Yee and her two business partners, Tony Forte and LaRon Batchelor, created CUP to bring inclusiveness and diversity to every facet of the coffee business and supply chain. Not only have they created a coffee company with fair trade offerings, but CUP ultimately aims to shift the entire industry to become more equitable, especially for farmers of color.
“The amount of money that people make in coffee, I think, has been unfair for so long. So, now it’s time to make sure that the people who are actually the ones that are in these countries are the ones that are benefiting,” says the former hip hop marketing executive.

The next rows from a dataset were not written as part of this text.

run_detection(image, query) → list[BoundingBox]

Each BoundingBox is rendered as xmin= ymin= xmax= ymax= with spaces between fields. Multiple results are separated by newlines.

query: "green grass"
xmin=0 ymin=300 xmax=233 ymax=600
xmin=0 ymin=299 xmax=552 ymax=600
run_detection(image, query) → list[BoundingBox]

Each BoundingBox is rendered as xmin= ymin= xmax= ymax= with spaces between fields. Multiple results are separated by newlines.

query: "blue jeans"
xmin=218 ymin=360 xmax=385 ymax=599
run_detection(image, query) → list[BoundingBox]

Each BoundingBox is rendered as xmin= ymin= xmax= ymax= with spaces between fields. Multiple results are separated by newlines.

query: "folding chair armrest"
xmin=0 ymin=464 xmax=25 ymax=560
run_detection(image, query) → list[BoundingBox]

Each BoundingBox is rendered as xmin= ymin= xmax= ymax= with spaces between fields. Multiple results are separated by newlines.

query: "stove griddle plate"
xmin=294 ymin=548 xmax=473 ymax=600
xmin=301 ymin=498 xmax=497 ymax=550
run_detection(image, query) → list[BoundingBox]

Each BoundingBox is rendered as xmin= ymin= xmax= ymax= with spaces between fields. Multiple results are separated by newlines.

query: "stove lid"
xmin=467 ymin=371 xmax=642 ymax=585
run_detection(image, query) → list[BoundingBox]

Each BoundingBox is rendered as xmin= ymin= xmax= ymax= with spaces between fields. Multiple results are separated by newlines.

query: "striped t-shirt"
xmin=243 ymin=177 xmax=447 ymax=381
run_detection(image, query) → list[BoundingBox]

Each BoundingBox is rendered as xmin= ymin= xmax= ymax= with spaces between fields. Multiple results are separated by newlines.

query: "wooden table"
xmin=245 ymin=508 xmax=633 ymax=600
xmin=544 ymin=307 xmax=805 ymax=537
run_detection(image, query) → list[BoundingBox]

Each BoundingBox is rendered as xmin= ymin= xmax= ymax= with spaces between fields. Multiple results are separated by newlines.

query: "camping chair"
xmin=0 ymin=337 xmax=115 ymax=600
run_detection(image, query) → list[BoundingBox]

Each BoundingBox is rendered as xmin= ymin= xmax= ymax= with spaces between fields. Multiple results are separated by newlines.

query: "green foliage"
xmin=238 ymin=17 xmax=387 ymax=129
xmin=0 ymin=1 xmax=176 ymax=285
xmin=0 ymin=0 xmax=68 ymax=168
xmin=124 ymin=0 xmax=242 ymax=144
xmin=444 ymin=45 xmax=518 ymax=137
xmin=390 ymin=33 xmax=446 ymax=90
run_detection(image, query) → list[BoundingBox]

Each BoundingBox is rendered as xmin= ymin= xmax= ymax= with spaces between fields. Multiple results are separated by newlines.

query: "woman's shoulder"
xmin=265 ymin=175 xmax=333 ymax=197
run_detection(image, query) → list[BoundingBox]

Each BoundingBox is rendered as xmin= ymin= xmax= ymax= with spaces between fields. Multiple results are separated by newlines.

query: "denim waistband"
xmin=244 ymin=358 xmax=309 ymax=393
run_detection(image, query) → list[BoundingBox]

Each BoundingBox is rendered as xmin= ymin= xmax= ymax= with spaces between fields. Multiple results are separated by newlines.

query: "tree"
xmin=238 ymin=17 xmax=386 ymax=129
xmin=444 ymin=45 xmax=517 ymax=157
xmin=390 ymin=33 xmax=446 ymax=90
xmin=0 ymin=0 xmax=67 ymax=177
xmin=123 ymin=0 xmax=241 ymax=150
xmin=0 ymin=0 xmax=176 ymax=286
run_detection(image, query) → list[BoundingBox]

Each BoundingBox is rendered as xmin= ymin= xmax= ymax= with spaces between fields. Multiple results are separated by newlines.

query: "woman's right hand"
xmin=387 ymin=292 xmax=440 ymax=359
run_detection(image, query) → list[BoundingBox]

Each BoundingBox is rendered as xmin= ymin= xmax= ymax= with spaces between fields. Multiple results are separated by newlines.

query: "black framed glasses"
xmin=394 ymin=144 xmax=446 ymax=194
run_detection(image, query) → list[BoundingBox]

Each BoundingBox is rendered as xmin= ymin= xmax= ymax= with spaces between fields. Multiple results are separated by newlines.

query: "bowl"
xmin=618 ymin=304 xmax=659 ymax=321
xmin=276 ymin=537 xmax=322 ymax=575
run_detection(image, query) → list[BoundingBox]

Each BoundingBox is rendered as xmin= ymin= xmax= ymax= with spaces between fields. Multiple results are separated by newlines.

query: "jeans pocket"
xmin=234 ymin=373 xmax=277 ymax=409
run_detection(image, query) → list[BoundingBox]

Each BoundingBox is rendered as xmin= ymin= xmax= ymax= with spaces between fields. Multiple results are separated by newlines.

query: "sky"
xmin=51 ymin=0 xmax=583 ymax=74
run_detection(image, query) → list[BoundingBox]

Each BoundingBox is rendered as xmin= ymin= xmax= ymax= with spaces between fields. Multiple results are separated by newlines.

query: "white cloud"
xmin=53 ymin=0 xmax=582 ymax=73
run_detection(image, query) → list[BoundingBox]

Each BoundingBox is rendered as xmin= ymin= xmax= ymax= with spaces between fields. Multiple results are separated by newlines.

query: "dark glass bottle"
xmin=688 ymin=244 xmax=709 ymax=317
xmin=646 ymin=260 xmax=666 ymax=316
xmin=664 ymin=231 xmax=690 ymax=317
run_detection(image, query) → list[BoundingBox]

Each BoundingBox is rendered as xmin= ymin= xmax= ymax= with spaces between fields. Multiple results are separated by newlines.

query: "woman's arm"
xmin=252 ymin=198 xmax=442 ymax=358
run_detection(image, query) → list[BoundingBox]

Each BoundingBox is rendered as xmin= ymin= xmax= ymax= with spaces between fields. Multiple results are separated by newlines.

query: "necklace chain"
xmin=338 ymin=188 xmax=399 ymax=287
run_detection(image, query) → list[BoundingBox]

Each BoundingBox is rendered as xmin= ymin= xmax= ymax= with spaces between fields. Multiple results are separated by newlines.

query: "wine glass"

To create more of a balance, CUP is intentional on where their beans are sourced. Yee is also empowering local minority entrepreneurs by contracting all Black-owned businesses to build CUP’s brick-and-mortar shop, which is slated to open in the Bedstuy area of Brooklyn in August.

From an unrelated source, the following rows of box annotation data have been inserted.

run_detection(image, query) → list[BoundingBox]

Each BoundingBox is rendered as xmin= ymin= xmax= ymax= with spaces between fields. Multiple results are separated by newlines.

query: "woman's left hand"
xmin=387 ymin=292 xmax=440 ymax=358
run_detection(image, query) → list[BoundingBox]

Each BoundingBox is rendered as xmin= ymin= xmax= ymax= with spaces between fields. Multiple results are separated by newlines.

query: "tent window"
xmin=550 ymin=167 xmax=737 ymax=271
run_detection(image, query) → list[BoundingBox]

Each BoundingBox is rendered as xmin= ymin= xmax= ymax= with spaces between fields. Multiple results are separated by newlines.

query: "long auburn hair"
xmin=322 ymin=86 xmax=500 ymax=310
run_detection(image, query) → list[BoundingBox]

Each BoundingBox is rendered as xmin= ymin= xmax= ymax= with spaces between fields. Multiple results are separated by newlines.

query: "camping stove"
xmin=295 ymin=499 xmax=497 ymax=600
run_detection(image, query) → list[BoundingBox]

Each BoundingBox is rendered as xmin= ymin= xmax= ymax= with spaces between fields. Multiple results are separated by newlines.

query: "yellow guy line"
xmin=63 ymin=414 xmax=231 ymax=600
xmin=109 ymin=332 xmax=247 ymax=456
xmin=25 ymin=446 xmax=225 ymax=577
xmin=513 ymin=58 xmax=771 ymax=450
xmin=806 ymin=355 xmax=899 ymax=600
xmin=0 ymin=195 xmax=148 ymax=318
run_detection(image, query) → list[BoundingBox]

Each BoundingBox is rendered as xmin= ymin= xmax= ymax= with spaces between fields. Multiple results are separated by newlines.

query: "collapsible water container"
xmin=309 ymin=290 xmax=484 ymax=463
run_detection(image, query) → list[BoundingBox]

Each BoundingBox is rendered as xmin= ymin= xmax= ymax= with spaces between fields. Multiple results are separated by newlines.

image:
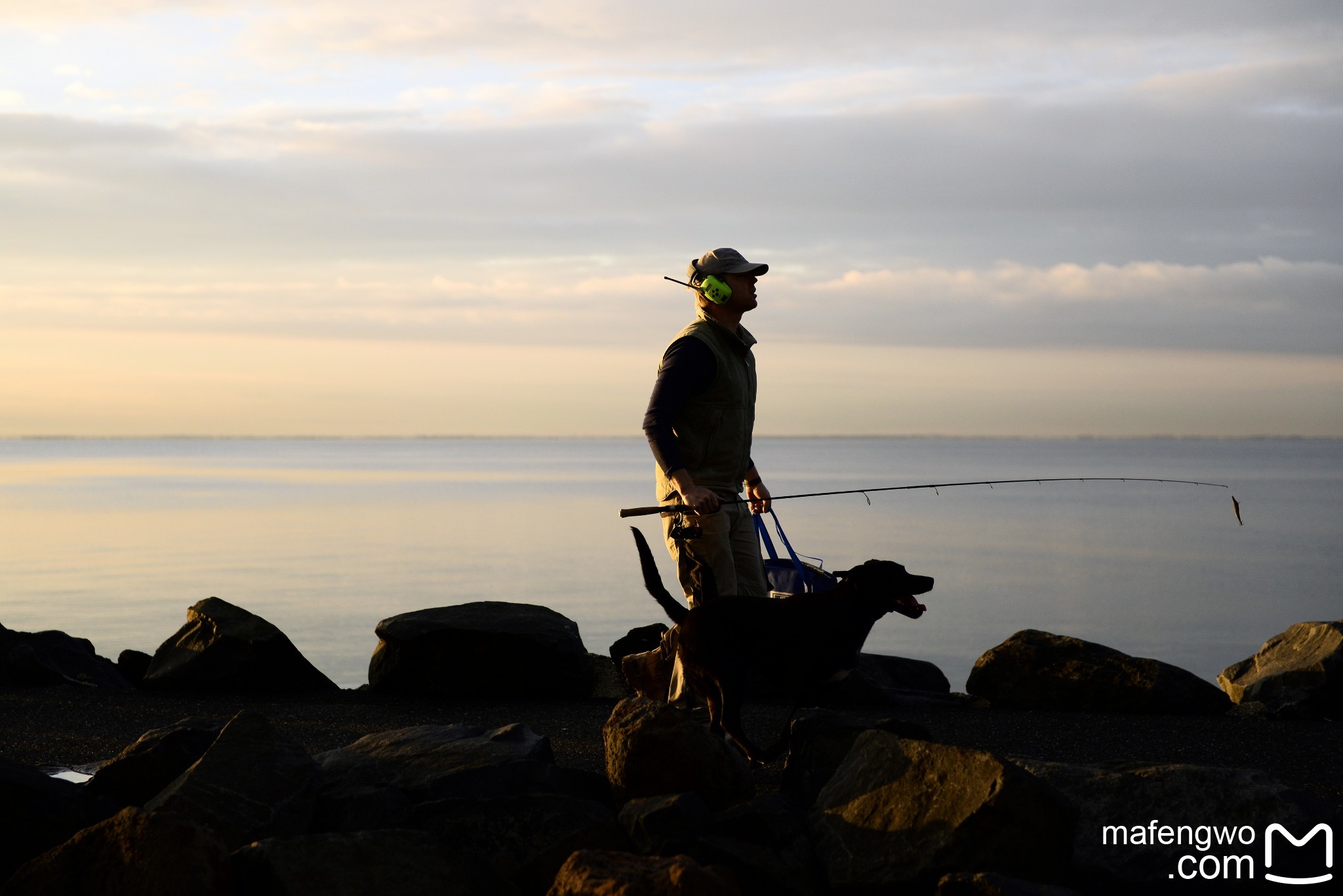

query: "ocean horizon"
xmin=0 ymin=435 xmax=1343 ymax=689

“We’re using all Black-owned businesses in the process of building that space out,” she says. From the interior designer to the architect to engineers to electricians, everyone involved in the development of the shop is Black.
CUP is currently distributed in 10 Rouses supermarkets and will be sold in other major retailers next month, including 11 Whole Foods around New York City and 16 Stop & Shop stores. Additionally, consumers can also find CUP’s six initial flavor offerings in regional specialty fine grocers like Brooklyn Fare and Union Market.
CUP is just the latest addition to Yee’s growing portfolio of businesses. Even with her contract at iHeartRadio, she stresses the importance of generating multiple streams of income.
“You have to have an identity outside of your nine-to-five. So, that’s always been really important for me to be my own person outside of just being one of the members of ‘The Breakfast Club,'” she says.
“I also have to think about my future because it radio is not forever,” she continued. “I think ahead. I’m not thinking about how can I get a check today; I’m thinking about how am I investing my money right now, so that five years from now [or] 10 years from now you get to see the gains that you’ve made from those investments.”
“I’m just trying to make sure that I’m diversifying myself in ways that also make sense and is authentic to me,” she added. “Having a juice press whose company is authentic to me. I feel like the coffee company is, I feel like the hair store is. So, I’m trying to do things that make sense. I’m not into just making money for the sake of making money.”